Jerusalem Deputy Mayor Arieh King outside the Jerusalem headquarters of the United Nations Relief and Works Agency as an Israeli ban on the agency took effect on Jan. 30, 2025. Photo by Elad Zagman/TPS-IL

In Jerusalem, where the UNRWA’s headquarters are located, Deputy Mayor Arieh King told The Press Service of Israel that the municipality would take over the agency’s services, primarily health care and education.

“From today, the freedom of activity and freedom of movement and freedom of doing and thinking like they have a special right, that was what the UNRWA employees had until today, from today it’s finished,” he told TPS-IL.

“For years I tried to convince people how dangerous UNRWA [curriculum] is by brainwashing a generation of young Arab citizens and residents of Jerusalem,” he said. “The families, the children of these schools have already received a message from the government that they have a choice where to put their children to study. And they will be accepted to be part of the school that they would choose in their neighborhood.”
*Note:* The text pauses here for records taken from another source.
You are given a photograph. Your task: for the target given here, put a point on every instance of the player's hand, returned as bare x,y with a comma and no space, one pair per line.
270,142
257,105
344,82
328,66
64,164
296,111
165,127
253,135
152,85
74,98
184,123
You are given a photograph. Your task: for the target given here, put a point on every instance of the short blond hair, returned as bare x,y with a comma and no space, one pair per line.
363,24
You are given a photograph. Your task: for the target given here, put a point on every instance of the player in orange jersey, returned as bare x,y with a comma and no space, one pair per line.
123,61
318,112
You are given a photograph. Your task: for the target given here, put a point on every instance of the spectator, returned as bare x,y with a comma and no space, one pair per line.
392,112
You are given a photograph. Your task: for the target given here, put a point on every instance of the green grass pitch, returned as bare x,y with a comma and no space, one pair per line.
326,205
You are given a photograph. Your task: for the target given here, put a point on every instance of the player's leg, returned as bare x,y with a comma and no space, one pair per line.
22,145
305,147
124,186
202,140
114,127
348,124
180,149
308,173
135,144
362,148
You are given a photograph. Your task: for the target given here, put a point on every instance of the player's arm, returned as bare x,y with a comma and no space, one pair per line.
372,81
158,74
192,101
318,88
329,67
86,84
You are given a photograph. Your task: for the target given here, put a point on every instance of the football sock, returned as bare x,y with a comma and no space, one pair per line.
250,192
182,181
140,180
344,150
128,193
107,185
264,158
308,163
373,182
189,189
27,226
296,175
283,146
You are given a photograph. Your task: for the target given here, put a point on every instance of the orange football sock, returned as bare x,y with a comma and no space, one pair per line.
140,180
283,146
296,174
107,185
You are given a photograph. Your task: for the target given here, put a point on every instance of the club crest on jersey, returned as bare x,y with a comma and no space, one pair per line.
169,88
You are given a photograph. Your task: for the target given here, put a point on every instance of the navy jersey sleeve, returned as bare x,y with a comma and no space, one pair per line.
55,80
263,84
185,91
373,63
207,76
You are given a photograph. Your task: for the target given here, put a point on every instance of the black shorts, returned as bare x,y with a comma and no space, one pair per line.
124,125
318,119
King said around 900 children attended six UNRWA kindergartens and schools within Jerusalem.

The agency had offices in the western Jerusalem neighbourhood of Maalot Dafna and the eastern Jerusalem neighbourhood of Kafr Aqab. King previously told TPS-IL that UNRWA undermined Israeli sovereignty over the capital.

UNRWA has been under fire for months with Israeli officials demanding the agency be stripped of its authority in Gaza and defunded amid revelations that members of the agency’s staff participated in Hamas’s October 7 attacks.

Palestinian refugees are the only refugee population with its own dedicated UN agency. The rest of the world’s refugees fall under the mandate of the UN High Commissioner for Refugees.

Legislation passed by the Knesset stripped UNRWA’s diplomatic immunity, prohibited it from operating in Israeli sovereign territory, and barred Israeli officials from cooperating with the agency. Without work permits for foreign staff or coordination of passage at checkpoints, the agency will not be able to function in Judea, Samaria or the Gaza Strip. Israel withdrew its diplomatic recognition of UNRWA in November.

In early January, UN Watch, a Geneva-based watchdog organization, accused UNRWA of having an “unholy alliance” with Hamas and Palestinian Islamic Jihad. Its 55-page report accused Philippe Lazzarini, UNRWA’s Commissioner-General, and his colleagues of enabling infiltration by Hamas and other terror groups.

According to the report, over 10% of UNRWA’s senior educators in Gaza are members of Hamas or Palestinian Islamic Jihad. Israeli authorities have also alleged that hundreds of UNRWA’s 13,000 Gazan employees, including teachers, are active members of Hamas. It also found that the terror groups influenced UNRWA policies, indoctrinated Palestinian children through agency schools, and established military infrastructure near UNRWA’s Gaza facilities.

More than 100 survivors of Hamas’s October 7 attacks filed a $1 billion lawsuit against UNRWA in June, accusing the agency of “aiding and abetting” the terror group. According to the suit, the lead plaintiff, 84-year-old Ditza Heiman of Kibbutz Nir Oz, was held captive for seven weeks in the home of a Palestinian man who said he was a UNRWA teacher at a boy’s school. The suit also alleges that UNRWA enacted an employee payment scheme to benefit Hamas in violation of UN protocols.

Israel’s largest bank froze UNRWA’s account in February over suspicious financial transfers that the agency failed to adequately explain. That same month, Israeli forces discovered a Hamas complex located directly under the UNRWA’s Gaza City headquarters and connected directly to the agency’s electricity system. The facility included numerous computer servers belonging to the terror group.

At least 1,200 people were killed, and 252 Israelis and foreigners were taken hostage in Hamas’s attacks on Israeli communities near the Gaza border on October 7.